The artistic community joined the fight, in a colourful campaign. Tactics ranged from middle-aged women visiting City Hall dressed as strippers to an ill-fated attempt to convince Prince Charles to join the crusade during his 2010 tour. “My artists were very orderly… they never threw anything at Prince Charles,” Zoumboulakis says.

The underdogs emerged victorious. Angus says it will no longer fund the project, leading City Hall to cancel the expropriation order. Future Quartier developments will have to live with Café Cleo.

Paradis says Cleopatra holds an important place in Montreal’s cultural landscape. “[Cleo’s] is our place…. Johnny has given hundreds of artists, directly or indirectly, a source of pride in being part of an institution.”

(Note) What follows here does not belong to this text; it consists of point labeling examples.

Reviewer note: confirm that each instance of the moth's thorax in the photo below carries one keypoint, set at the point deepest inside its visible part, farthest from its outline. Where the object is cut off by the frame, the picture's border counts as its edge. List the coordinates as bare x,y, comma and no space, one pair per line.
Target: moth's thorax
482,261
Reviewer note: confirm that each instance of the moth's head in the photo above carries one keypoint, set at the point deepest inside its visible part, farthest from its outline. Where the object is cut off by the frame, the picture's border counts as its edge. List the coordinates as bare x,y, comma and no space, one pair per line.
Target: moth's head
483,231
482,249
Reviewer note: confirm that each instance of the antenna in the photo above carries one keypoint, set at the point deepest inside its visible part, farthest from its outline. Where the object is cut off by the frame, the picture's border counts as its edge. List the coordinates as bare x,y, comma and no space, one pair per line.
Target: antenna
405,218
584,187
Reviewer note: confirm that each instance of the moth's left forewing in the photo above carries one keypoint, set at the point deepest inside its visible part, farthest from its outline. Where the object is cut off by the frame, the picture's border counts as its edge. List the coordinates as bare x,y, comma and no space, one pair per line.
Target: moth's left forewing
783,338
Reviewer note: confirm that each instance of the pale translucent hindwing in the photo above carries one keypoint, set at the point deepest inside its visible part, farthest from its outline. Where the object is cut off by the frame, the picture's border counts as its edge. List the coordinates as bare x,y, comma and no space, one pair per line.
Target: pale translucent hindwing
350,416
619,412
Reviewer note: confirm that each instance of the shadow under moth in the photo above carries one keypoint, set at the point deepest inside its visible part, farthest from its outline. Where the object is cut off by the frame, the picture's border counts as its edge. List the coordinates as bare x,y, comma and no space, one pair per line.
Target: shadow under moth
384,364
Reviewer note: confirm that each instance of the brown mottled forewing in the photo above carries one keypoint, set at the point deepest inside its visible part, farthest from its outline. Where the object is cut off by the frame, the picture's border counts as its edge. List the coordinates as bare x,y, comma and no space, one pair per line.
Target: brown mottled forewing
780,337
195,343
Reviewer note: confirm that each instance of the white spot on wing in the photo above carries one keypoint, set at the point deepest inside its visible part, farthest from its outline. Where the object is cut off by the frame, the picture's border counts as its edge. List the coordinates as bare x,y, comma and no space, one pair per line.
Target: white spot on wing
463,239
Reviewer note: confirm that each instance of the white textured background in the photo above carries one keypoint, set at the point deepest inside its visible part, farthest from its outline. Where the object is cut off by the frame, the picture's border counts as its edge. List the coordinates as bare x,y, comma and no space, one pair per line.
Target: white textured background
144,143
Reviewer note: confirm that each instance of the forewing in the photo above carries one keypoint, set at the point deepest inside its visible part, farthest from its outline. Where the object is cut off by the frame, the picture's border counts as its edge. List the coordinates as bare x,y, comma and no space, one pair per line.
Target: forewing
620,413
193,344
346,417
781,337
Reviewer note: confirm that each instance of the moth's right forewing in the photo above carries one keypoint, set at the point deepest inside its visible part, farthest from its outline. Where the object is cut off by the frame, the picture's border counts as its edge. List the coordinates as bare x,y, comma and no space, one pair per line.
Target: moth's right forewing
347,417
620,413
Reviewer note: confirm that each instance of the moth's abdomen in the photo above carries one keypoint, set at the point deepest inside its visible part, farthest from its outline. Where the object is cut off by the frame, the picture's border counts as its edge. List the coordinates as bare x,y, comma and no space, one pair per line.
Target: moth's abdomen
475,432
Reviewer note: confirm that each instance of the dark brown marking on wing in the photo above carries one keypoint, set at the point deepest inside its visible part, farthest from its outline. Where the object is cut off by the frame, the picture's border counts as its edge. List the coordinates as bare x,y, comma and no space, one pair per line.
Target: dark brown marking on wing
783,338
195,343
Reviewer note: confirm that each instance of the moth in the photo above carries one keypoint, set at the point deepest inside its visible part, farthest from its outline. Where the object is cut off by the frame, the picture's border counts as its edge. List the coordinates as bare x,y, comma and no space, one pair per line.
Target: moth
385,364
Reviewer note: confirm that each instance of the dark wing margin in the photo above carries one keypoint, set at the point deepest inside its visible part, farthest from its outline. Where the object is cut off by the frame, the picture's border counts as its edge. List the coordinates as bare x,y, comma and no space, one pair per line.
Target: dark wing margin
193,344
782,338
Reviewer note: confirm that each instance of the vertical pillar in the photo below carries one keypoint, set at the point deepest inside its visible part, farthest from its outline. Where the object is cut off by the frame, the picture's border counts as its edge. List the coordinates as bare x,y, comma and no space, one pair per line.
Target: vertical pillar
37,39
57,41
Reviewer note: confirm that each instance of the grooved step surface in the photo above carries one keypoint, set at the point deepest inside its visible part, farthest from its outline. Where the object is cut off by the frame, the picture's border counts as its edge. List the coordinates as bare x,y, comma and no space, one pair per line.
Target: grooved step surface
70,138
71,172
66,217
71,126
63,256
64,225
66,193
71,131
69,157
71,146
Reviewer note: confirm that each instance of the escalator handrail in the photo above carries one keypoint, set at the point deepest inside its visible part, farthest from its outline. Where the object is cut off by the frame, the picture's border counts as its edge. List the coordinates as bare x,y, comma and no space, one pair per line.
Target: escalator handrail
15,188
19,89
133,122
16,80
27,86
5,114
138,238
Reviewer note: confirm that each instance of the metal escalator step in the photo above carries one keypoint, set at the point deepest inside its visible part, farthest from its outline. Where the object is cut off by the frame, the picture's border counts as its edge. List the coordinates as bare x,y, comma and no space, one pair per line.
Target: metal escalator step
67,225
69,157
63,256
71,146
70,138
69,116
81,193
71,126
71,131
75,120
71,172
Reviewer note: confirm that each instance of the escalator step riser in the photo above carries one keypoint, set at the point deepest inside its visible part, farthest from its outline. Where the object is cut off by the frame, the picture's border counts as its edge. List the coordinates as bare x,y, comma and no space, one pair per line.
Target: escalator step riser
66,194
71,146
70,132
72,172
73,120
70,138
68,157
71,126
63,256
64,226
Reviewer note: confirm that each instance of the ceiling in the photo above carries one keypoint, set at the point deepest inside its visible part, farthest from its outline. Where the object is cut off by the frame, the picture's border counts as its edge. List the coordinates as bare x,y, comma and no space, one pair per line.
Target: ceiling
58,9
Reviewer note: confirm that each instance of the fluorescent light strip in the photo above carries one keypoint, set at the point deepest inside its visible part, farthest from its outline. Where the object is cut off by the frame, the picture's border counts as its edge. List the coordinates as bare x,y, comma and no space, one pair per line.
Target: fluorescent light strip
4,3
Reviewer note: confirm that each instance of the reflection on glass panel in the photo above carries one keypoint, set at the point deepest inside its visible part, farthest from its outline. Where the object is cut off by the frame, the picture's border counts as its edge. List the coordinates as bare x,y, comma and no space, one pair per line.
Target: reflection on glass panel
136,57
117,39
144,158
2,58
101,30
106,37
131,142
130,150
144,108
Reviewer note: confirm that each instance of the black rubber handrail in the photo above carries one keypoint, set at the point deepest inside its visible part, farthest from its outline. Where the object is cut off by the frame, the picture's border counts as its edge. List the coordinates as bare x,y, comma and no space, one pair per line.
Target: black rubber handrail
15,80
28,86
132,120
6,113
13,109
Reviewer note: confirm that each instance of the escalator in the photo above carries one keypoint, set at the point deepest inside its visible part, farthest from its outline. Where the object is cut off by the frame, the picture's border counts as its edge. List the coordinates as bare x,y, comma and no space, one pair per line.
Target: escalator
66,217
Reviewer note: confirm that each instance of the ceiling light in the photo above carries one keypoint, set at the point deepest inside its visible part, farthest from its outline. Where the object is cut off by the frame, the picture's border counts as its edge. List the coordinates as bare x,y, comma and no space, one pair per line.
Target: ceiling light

Cleo has deep roots within the gay community. “It was the first place to employ transvestites and transsexuals,” says Zoumboulakis. “Back then, gay was not very accepted. Cleopatra was where everyone felt secure, safe and equal.” Cleopatra’s second floor continues to host drag and fetish shows, drawing visitors from around the world.

Zoumboulakis defends Cleo’s ground-floor strip club (where, if online user reviews are to be believed, your $10 will go far). “[The women] are dancers,” he says simply.

Paradis acknowledges that people have issues with the strip club, but says, “the dancers have a legal right to be there,” adding, “It has its imperfections, but it’s something that’s part of the charm.”

With Cleopatra safe, Paradis hopes politicians re-think the Quartier, to preserve more of the area’s character. “The Main has a very special meaning for us, and throughout the world’—it’s like Bourbon Street, it’s like Soho.”

Paradis adds he doesn’t think much of the city’s current plans (“Who wants to fucking see another big installation?”) and urges politicians to appreciate the Main’s historic value. “They need to realize the treasure they have.”